La proposition de vœu, mise aux voix, est adoptée.

M. Le docteur BOURRU dit qu’il a voté contre le vœu parce qu’il ne croit pas que la question soit de la compétence du Congrès.

M. LE PRÉSIDENT dit qu’en effet c’est une question d’économie politique plutôt que de géographie.

M. MARTINEAU explique qu’il a improvisé la rédaction de son vœu à la séance même.

M. VIBERT dit que, bien que libre-échangiste convaincu, il va faire des constatations protectionnistes.

Au lendemain de la guerre de Sécession, les États-Unis avaient une dette de 30 milliards ; grâce aux tarifs de protection qu’ils ont établis à cette époque, ils ont éteint leur dette ; en outre, et c’est ce qui fait que la France n’a plus d’intérêt à voir abaisser les tarifs aux États-Unis, ils ont créé chez eux, à l’abri de ces tarifs, une grande industrie nationale, laquelle se heurtera sur leur marché à l’industrie européenne, et contre laquelle celle-ci doit déjà lutter sur tous les marchés du monde. Cette protection, qui serait désastreuse en Europe, a donné aux États-Unis des résultats merveilleux. Ainsi donc, quand même les États-Unis réduiraient leurs tarifs, la France ne peut guère espérer y importer que des objets d’art ou de grand luxe.

Quant à l’Amérique du Sud, les marchés en seront ouverts au commerce français longtemps encore, jusqu’au moment où la République Argentine aura réalisé les mêmes progrès que les États-Unis. Alors, dans cinquante ou soixante ans, les marchés de l’Amérique du Sud seront fermés à leur tour.

M. MARTINEAU répond qu’un système douanier comme celui dont il prévoit l’établissement aux États-Unis, c’est-à-dire un système ayant pour unique objet de fournir des ressources au Trésor fédéral, donnerait des recettes bien plus considérables que celui de la prohibition complète, car ce qui n’entre pas dans un pays ne paie pas de droits de douanes. Les États-Unis ont donc un intérêt financier à ne créer que des droits modérés, ce qui laissera nécessairement leur marché ouvert.

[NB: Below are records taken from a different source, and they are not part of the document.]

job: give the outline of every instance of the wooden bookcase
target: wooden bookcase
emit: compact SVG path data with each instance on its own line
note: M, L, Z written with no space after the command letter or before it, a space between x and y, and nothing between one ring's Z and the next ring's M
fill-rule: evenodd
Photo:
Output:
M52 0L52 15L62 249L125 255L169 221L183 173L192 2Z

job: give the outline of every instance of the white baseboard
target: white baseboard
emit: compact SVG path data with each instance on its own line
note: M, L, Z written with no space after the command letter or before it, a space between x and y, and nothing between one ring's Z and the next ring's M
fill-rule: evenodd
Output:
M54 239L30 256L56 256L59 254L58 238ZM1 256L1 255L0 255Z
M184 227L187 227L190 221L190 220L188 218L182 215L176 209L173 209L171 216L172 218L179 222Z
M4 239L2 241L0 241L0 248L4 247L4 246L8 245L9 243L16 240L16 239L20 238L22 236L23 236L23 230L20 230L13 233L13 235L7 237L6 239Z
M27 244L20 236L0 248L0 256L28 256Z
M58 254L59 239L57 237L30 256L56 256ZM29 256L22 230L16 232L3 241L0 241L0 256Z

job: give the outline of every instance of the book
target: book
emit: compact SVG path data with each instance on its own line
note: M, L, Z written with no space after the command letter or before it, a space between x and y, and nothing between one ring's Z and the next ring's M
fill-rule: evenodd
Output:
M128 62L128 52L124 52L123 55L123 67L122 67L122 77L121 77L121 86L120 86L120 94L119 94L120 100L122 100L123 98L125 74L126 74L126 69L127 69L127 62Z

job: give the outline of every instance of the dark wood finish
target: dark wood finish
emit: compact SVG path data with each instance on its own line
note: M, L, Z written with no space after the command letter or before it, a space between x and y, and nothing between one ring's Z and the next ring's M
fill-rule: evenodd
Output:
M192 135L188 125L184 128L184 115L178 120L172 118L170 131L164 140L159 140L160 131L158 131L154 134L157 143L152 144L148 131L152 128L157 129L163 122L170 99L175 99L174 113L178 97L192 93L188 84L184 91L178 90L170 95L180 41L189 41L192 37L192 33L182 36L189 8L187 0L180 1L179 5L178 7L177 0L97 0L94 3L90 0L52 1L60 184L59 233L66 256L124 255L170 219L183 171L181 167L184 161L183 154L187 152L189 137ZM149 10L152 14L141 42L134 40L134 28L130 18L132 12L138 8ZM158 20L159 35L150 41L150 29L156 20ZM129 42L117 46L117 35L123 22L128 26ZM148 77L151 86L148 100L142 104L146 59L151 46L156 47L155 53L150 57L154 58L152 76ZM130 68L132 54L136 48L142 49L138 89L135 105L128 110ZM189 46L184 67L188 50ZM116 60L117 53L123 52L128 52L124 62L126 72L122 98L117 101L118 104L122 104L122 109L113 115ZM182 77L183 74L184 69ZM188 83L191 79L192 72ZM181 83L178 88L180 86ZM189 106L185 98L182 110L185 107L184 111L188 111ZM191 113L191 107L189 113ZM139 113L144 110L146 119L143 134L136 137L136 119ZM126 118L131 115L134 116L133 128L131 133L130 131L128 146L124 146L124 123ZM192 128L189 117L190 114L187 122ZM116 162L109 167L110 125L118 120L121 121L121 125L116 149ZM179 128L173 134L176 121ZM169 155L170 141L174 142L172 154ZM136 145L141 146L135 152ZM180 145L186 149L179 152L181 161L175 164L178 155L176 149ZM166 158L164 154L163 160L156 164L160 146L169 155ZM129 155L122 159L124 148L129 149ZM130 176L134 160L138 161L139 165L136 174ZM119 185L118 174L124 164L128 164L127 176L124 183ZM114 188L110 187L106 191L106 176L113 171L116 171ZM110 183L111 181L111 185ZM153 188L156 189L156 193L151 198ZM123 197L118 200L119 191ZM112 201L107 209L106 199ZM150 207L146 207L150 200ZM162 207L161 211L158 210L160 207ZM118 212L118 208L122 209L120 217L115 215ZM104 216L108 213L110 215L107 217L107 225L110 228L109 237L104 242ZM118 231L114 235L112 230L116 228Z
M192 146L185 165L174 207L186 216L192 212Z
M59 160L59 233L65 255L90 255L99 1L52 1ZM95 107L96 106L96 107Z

D’autre part, plus le marché se développera, plus les États-Unis s’enrichiront, et plus le commerce européen aura de chances d’y trouver des débouchés et d’y écouler les produits dont il dispose ; les produits ne s’échangent que contre des produits ; ceux de l’Amérique auront ceux de l’Europe pour contre-valeur. Le résultat prévu par M. Vibert ne peut donc pas se produire.